White House press secretary Jen Psaki acknowledged that about 100 American citizens are still in Afghanistan but wouldn’t say whether the State Department or the Taliban were responsible for holding up flights at Mazar-i-Sharif airport — blaming incorrect paperwork instead.
Speaking to reporters on Air Force One as President Biden and administration officials traveled on Tuesday to view the storm damage in New York and New Jersey, Psaki was asked if reports saying 100 Americans remain in Afghanistan were accurate.
“It’s just under that. I think the State Department has given numbers that as you may have seen out there reported over the weekend, there were four American citizens who were able to depart overland. That’s one of the ways that we are working with American citizens to get out of the country,” Psaki said.
Questioned about the planes sitting for days on the tarmac at the Mazar-i-Sharif airport, Psaki echoed Secretary of State Antony Blinken in blaming documentation for the delays.
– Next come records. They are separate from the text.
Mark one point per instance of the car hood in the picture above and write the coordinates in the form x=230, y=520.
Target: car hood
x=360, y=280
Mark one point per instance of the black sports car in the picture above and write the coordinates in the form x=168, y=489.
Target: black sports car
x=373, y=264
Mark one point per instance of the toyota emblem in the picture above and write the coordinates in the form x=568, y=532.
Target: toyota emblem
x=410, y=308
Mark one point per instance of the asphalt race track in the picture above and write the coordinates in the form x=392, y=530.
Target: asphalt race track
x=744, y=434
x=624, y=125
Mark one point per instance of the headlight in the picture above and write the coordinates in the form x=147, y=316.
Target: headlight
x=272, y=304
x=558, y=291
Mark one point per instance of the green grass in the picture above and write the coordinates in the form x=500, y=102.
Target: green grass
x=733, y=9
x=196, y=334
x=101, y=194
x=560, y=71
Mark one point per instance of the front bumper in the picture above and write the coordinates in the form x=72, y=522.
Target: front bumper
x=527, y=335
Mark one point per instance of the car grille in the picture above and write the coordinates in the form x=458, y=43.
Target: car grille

“We’re working to get every single American citizen, any individual who has documentation out of the country, and I think our secretary of state also spoke to this on the ground in Qatar where he conveyed that he has not received reports … that individuals who have documentation have been stopped,” she said.
Blinken acknowledged that there was a “relatively small number” of Americans trying to leave Mazar-i-Sharif and that the Taliban were allowing US citizens and Afghan allies and their families depart as long as they have the proper travel documents.
But those lacking the correct paperwork are being held up, he said.
“On these charter flights, as I mentioned, one of the challenges has been that, as we understand it, there are groups of people who are grouped together, some of whom have the appropriate travel documents – an American passport, a green card, a visa – and others do not,” Blinken said.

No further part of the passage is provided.